Des chauves-souris capables de se brouiller le sonar

Crédits : jochemy / Pixabay

Des chauves-souris mexicaines ont été observées pour la première fois en train de brouiller le système de localisation de leurs congénères.

Les chauves-souris utilisent l’écholocation pour repérer les obstacles, les prédateurs, leurs congénères et leur prochain repas. À la façon d’un radar, elles écoutent les échos de leurs cris pour localiser les insectes dont elles se nourrissent. L’espèce étudiée, tadarida brasiliensis forme de gigantesques colonies, allant de dizaine de milliers à des millions d’individus. Toutes ces chauves-souris utilisent la même technique pour se repérer, et chacune doit donc pouvoir isoler l’écho de ses cris au milieu de centaines d’autre. Pour se faire, elles utilisent la même technique que celle qui nous permet d’écouter plusieurs stations de radio : elles changent de fréquence. Plusieurs individus peuvent ainsi chasser ou se déplacer dans la même zone sans se gêner, ce qui est crucial quand on vit dans un endroit très peuplé.
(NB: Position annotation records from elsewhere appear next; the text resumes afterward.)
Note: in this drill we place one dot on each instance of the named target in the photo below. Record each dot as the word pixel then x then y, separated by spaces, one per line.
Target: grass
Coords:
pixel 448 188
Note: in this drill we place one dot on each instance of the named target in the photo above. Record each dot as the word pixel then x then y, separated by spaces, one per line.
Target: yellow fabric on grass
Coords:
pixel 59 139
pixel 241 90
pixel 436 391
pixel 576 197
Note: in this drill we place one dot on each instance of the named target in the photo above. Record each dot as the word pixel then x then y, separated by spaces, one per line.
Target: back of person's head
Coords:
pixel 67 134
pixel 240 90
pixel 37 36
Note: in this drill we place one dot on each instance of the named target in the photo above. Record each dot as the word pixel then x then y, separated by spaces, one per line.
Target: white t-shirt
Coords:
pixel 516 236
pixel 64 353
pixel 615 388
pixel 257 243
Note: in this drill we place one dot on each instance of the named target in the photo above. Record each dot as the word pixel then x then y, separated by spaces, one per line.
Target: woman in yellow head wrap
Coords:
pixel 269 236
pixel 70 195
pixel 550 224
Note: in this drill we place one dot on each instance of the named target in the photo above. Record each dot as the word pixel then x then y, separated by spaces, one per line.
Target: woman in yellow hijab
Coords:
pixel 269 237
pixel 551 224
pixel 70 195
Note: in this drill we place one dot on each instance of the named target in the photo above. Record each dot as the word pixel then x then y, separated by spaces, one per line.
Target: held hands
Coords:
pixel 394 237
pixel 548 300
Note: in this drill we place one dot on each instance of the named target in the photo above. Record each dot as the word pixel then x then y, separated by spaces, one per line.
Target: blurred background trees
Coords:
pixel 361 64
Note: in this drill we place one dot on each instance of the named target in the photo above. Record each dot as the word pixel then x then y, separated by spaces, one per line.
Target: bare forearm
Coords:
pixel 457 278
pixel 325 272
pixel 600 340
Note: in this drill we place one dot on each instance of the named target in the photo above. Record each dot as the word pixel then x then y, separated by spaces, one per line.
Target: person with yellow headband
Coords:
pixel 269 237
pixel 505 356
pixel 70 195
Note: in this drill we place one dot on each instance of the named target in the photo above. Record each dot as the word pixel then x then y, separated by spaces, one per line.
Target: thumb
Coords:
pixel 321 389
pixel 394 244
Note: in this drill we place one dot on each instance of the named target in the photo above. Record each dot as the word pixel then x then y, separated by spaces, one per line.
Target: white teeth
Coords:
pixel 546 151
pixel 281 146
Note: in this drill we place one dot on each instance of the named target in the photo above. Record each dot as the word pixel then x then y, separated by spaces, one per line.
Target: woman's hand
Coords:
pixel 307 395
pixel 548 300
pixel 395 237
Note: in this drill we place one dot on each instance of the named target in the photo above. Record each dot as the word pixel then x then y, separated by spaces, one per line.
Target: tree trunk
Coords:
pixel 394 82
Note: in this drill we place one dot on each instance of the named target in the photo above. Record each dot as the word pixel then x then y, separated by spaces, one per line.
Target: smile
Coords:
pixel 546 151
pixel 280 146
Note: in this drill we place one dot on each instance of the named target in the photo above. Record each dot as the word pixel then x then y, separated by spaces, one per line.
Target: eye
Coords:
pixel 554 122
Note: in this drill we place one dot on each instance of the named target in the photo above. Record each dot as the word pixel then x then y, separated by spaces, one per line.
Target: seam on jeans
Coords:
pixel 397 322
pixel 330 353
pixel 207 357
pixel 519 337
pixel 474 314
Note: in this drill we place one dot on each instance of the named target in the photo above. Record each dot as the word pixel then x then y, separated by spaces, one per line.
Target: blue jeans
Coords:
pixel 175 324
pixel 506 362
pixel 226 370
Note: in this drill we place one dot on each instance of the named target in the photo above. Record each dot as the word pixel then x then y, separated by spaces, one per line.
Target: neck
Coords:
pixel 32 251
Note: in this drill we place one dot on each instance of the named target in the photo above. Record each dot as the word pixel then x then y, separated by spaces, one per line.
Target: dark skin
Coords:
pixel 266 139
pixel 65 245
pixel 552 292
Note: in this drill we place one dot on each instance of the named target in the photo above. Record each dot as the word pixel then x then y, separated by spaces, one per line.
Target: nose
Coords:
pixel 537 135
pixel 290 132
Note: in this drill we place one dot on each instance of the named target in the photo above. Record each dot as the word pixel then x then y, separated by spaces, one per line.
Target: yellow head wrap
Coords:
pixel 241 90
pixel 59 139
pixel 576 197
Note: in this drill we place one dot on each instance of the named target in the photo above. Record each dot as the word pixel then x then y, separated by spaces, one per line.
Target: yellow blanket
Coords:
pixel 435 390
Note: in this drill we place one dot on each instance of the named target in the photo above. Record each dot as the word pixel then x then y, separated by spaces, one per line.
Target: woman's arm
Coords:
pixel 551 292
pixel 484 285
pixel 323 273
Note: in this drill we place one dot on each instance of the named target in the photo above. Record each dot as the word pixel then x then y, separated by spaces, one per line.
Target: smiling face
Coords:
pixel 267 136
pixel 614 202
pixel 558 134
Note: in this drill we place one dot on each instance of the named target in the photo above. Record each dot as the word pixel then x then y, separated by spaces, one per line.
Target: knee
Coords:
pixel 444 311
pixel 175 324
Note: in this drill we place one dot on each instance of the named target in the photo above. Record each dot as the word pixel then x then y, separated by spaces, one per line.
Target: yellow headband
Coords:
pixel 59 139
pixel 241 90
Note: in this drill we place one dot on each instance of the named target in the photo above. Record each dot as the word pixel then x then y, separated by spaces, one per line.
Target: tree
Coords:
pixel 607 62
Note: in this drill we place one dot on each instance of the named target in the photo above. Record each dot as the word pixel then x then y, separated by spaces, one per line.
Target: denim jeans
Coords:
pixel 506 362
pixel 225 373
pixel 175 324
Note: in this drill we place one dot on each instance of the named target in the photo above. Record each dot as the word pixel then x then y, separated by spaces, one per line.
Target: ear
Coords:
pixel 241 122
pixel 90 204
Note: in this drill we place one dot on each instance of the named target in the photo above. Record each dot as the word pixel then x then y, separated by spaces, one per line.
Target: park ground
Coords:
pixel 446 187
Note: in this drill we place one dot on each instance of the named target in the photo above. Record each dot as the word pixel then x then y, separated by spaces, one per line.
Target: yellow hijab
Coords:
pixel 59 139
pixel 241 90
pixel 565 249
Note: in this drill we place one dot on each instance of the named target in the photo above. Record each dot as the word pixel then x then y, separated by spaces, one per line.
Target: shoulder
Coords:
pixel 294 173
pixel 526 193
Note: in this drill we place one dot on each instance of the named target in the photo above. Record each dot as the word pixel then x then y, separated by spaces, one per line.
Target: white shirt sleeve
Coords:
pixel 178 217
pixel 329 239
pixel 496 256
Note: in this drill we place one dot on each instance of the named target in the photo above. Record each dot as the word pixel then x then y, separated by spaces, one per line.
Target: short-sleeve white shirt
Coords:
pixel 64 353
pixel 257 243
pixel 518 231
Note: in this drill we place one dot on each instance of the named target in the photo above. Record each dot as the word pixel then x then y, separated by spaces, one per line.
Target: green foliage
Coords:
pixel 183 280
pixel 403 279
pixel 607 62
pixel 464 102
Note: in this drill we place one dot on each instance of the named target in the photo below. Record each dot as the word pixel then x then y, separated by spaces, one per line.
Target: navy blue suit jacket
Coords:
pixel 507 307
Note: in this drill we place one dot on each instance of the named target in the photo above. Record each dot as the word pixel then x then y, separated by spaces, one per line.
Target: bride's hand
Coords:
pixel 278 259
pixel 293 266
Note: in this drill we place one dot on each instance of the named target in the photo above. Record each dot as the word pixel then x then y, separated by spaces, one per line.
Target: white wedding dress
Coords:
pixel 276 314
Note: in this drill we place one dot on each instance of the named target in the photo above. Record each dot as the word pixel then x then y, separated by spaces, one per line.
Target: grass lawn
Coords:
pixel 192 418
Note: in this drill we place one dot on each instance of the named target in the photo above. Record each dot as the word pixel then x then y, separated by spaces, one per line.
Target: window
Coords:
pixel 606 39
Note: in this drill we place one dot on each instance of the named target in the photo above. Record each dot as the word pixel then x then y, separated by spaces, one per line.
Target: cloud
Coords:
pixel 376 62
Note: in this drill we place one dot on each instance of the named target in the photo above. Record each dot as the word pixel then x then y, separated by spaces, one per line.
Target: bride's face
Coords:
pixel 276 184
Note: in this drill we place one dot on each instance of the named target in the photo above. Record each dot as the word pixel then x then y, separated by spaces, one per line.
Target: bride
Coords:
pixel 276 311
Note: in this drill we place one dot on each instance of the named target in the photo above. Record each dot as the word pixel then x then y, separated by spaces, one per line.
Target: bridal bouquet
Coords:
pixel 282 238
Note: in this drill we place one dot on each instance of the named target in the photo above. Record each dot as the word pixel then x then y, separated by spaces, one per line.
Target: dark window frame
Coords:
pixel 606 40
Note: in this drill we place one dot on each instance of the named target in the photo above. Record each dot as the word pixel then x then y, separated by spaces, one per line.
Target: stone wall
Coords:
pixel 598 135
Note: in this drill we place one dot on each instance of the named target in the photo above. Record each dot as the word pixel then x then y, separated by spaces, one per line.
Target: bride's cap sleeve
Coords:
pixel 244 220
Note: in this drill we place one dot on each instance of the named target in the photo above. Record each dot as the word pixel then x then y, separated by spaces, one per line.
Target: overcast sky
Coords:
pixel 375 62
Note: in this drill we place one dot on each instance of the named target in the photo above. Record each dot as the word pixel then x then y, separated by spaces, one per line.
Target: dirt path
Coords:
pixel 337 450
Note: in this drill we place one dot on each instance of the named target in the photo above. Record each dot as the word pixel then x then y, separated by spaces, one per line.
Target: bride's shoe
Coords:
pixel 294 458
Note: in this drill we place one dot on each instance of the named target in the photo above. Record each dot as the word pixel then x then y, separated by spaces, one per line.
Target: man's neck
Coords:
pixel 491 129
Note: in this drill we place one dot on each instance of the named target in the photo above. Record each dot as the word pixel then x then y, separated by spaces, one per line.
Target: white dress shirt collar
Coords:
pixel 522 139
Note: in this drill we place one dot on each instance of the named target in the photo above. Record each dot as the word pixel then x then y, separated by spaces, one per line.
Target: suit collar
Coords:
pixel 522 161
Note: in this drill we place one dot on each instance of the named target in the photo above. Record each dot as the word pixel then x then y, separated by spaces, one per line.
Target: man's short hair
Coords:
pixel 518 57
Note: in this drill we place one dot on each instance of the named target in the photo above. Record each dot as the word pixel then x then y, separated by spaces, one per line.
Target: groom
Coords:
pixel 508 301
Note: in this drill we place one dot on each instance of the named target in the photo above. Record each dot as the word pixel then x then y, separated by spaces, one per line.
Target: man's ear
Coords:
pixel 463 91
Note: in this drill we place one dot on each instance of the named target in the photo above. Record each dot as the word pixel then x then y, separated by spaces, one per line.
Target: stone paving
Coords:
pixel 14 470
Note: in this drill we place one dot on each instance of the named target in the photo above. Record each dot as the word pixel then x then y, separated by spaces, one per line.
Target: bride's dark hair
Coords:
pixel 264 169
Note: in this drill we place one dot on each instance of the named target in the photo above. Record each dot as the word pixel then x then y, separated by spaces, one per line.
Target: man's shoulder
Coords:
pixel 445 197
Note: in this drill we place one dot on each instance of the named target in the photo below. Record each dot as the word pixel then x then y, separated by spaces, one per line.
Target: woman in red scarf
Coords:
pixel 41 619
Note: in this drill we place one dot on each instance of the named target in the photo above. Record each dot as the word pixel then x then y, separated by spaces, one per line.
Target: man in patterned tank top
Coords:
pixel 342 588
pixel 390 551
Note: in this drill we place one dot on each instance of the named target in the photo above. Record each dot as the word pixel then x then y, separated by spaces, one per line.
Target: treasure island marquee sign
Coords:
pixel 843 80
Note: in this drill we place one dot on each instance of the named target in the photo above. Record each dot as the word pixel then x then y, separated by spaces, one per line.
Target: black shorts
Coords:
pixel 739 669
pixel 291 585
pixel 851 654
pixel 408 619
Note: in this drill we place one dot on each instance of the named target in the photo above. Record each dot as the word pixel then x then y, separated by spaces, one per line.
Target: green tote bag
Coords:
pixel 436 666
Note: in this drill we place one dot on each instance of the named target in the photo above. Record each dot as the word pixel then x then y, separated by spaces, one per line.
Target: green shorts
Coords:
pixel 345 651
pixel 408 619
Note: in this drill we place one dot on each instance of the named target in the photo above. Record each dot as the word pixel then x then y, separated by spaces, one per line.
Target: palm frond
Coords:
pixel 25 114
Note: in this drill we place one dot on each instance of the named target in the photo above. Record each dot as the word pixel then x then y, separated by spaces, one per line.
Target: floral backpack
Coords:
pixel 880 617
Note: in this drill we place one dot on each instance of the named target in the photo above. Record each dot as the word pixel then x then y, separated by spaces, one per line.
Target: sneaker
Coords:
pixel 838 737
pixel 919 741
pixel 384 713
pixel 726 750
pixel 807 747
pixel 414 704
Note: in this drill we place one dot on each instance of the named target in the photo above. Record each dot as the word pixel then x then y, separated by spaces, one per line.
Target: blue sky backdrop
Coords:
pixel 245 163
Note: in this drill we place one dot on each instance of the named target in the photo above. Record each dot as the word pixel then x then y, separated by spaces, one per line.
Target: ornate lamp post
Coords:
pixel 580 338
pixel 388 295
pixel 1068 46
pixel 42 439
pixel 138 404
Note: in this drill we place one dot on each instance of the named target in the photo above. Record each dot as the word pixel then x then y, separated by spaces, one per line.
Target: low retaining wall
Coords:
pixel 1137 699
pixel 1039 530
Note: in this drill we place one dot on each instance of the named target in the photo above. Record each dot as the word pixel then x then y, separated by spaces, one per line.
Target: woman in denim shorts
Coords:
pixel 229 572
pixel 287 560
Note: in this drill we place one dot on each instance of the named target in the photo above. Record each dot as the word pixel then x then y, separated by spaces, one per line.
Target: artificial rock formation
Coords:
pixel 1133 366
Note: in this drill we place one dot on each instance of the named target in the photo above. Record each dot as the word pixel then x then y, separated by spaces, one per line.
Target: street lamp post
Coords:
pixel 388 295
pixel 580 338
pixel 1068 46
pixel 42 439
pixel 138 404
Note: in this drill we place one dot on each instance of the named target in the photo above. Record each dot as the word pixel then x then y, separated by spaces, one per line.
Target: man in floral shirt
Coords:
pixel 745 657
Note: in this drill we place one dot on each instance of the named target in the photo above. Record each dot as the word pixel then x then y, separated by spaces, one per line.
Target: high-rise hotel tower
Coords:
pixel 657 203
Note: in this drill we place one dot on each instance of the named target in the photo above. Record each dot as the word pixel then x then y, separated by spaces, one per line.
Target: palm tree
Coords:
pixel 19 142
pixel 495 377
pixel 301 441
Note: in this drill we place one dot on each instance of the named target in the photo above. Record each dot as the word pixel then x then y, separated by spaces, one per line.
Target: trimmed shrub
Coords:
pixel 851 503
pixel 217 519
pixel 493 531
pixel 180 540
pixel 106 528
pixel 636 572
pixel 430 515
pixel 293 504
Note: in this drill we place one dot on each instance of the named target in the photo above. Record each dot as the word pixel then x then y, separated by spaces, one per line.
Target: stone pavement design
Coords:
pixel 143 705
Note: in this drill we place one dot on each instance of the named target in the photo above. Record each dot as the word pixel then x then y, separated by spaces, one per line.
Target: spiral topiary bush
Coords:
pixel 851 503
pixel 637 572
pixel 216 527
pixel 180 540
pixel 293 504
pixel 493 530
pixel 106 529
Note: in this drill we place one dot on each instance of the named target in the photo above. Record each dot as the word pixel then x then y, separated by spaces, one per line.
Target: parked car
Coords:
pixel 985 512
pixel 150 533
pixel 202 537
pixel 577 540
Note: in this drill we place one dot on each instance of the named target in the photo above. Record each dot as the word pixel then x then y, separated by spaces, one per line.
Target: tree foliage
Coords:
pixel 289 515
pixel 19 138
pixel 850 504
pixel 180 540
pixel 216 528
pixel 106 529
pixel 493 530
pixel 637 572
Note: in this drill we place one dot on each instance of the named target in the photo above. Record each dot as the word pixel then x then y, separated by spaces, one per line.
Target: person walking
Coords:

Ce système de sonar n’est toutefois pas parfait, et certains insectes ont développé une défense contre l’écholocation : ils diffusent un signal dans les ultrasons sur une large plage de fréquences, empêchant les chauves-souris d’écouter l’écho de leurs cris. Ce brouillage rend l’écholocation plus difficile, et donne une chance à l’insecte de ne pas devenir un repas. C’est la stratégie utilisée par bertholdia trigona, un papillon de nuit courant au sud des États-Unis. Ce petit animal utilise des « clics » ultrasoniques pour échapper à la détection de ses prédateurs ailés. C’est en étudiant cet insecte que Aaron Corcoran, un chercheur à la University of Maryland a découvert un peu par hasard l’astuce utilisée par tadarida brasiliensis.

Ce chercheur étudiait le brouillage des sonars de eptesicus fuscus, une grosse chauve-souris brune présente en Arizona, et tadarida brasiliensis, le papillon brouilleur, quand il a pu observer une colonie de tadarida brasiliensis, dont un des cris ressemblait fortement aux clics utilisés par le papillon pour brouiller ses prédateurs. Il est donc retourné sur le terrain avec des caméras rapides et un ensemble de microphones, qui lui ont permis de déterminer la position exacte des animaux. En observant la chasse des chauves-souris sud-américaines, il a pu déterminer qu’un de leurs cris sert bel et bien à brouiller leurs concurrentes. Ils ont pu confirmer l’hypothèse en diffusant des enregistrements du signal de brouillage à des chauves-souris dans la nature, qui s’est révélé avoir un effet dévastateur sur leurs performances de chasse, diminuant leur probabilité de capturer un insecte de plus de 80 %.

C’est la toute première fois qu’un tel comportement est observé chez les chauves-souris, et sa présence chez brasiliensis peut s’expliquer par le fait que chez cette espèce, la concurrence entre individus pour la nourriture est forte. Reste à savoir à quel point cette stratégie nouvellement découverte est répandue chez les chauves-souris.